Sunday, May 10, 2009

The inherent slavery of "ownership"

After dreaming of grasshoppers being parasitized by pink ticks I woke up pondering why it is once we buy something we never actually stop paying for it. I refer specifically to all the fees and costs of owning a car but this can also be applied to homes, computers, and the myriad things we buy and throw away. At least clothes don't require on-going payment of insurance and/or taxation outside the usual cost of maintenance.

This brought me to consider the nature of what we mean by "ownership." The usual meaning is to have exclusive possession. It is mine and no one else's whether this be a comb, a piece of land, or another living being such as a plant, pet, or human.

Once we adopt this notion of ownership, as opposed to the American Indian view that the living world is itself sovereign and is owed our honor and with it proper stewardship, we enter into a relationship that ceases to be healthy or whole. The Western notion of ownership means that one takes on far more power and responsibility than is warranted by the true nature of existence. Living things are quite capable of tending to themselves. The natural world existed long before humans came along and will continue to exist long after we are gone. During the time we are here we have a choice: whether to coexist with the natural order of birth, death, and renewal, or to pretend that we alone are exempt from this order resulting in the delusion that this world is ours to possess and dominate as if our will alone were enough to change what is immutable.

To go back a moment, what I mean by responsibility is that once we take "ownership" of something this means we are now responsible for it. We must tend to it, maintain its condition, and see to its health and well-being. Unfortunately, too often it has come to mean that we can simply do as we wish with it, use it up, and then dispose of it when it breaks or we tire of it. This is true not only of the stuff in our lives but of our relationships with people at the individual level, and worst of all, of a ruling elite who wish to acquire the whole world to themselves while the rest of us live and die according to their whims.

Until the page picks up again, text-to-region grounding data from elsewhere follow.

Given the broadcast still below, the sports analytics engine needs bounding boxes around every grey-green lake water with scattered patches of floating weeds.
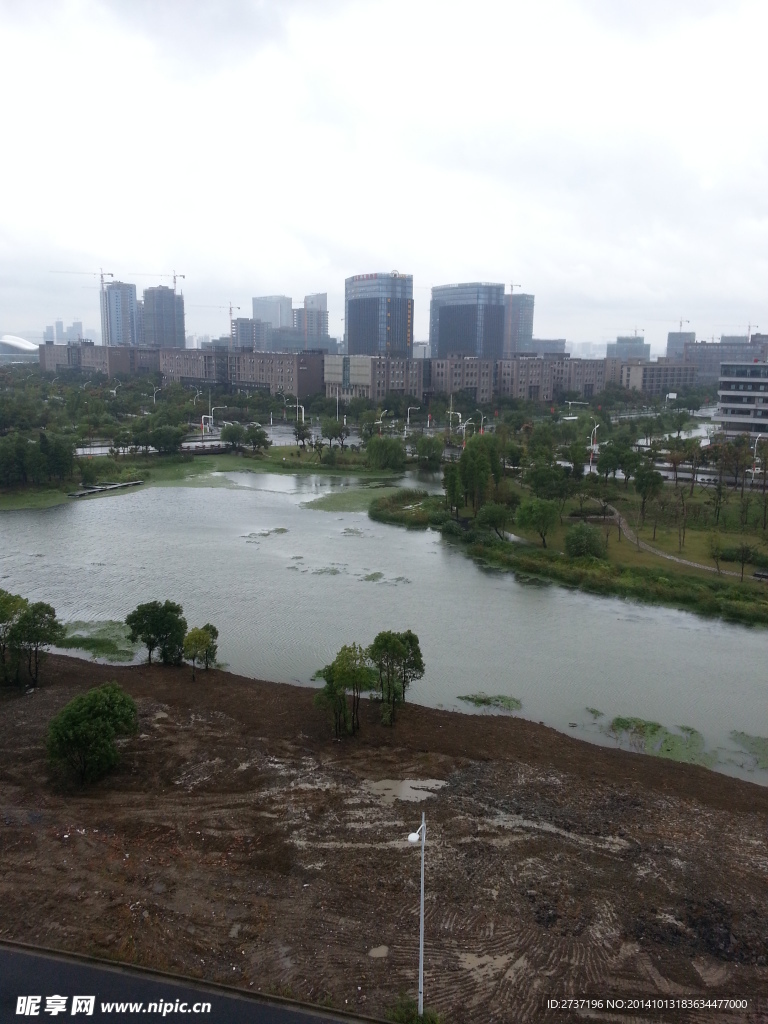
[0,473,768,783]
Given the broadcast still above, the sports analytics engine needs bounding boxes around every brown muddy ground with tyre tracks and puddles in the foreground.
[0,656,768,1022]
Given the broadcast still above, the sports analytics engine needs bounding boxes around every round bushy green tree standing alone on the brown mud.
[47,683,138,784]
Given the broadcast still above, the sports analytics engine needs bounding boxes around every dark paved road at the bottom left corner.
[0,943,372,1024]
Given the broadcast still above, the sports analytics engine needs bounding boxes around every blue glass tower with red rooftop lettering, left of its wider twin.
[344,270,414,358]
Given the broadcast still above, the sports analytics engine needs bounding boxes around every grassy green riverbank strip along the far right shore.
[369,490,768,626]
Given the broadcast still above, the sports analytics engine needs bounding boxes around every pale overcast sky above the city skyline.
[0,0,768,352]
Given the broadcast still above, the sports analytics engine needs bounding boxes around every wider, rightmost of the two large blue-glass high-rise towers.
[429,282,504,359]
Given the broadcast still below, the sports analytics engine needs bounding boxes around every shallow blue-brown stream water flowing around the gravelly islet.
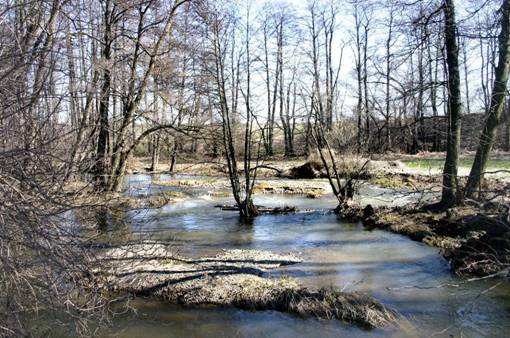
[100,175,510,338]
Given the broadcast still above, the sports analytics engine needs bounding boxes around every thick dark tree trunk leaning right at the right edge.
[465,0,510,197]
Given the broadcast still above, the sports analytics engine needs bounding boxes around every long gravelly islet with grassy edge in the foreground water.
[100,244,396,328]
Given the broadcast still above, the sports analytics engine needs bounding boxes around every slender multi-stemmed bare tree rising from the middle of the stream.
[203,4,259,219]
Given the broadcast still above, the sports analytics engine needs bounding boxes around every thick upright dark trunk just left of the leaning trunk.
[441,0,462,206]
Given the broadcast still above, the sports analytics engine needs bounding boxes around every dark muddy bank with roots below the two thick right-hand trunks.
[337,204,510,277]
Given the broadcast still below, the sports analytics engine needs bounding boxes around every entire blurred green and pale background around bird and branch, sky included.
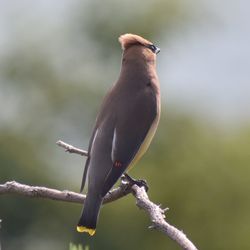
[0,0,250,250]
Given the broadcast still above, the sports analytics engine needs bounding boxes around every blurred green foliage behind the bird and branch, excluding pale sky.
[0,0,250,250]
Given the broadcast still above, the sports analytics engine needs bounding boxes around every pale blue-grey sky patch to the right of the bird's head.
[160,0,250,123]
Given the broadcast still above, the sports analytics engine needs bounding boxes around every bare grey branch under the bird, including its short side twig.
[0,141,197,250]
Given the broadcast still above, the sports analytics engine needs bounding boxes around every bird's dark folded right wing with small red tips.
[102,90,157,196]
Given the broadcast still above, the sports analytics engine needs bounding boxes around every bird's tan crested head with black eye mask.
[119,34,160,64]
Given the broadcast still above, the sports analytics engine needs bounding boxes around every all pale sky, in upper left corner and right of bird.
[0,0,250,127]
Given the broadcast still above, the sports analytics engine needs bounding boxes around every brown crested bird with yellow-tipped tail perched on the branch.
[77,33,160,236]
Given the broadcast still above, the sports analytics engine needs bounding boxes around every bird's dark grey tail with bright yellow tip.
[77,195,103,236]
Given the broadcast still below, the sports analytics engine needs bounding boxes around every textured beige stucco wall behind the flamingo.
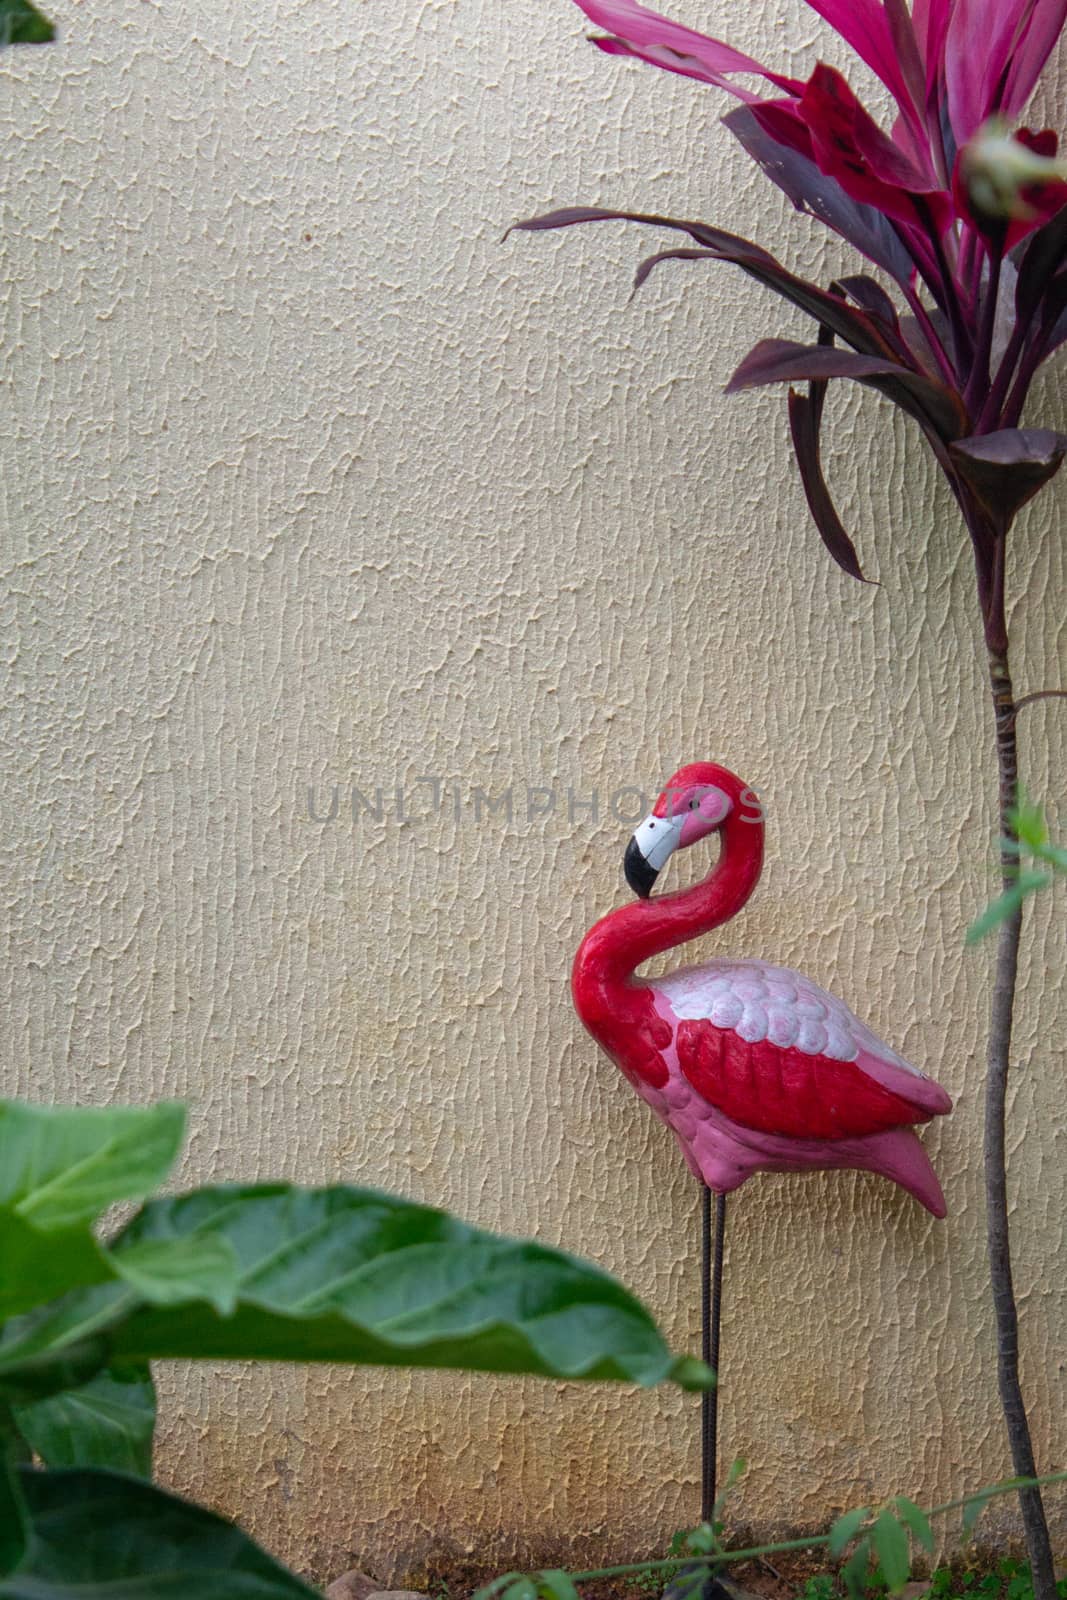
[0,0,1067,1574]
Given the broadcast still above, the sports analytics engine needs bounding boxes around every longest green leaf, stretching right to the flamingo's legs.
[0,1184,710,1395]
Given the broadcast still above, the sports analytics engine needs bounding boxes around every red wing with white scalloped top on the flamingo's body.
[651,962,952,1139]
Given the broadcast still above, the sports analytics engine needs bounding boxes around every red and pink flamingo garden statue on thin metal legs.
[571,762,952,1518]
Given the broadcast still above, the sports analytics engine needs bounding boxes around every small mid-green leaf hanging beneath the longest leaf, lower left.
[13,1366,155,1478]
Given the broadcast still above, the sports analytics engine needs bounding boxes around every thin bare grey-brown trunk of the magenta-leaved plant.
[984,646,1056,1600]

As Mencius was very keen to point out, if we fail to understand and cultivate the virtues of benevolence and righteousness and put these first instead of last, then we have enslaved ourselves to a way of thinking and living that is unholy, unwholesome, and will inevitably lead to violence, destruction, and ultimately, demise.

So rather than speak of "taking ownership" as a way of instilling a sense of responsibility and honest pride we must begin thinking of honoring not only what the earth provides for our bodily sustenance but of the work and creativity of others that spiritually and emotionally sustains us as well.

To sum up this little essay, there are two thoughts. One, our economic system keeps us in perpetual debt and bondage because once we purchase a home, car, or computer we are now enslaved to continually paying for it through taxes, insurance, and upgrades in addition to the usual cost of maintenance and energy consumption. Two, this system is based on a false notion of our place in the universe and the chain of being on this planet.

It is time to turn our attention away from private profit and toward benevolence and righteousness if we wish to change our current path of self-extinction to one of sustainability.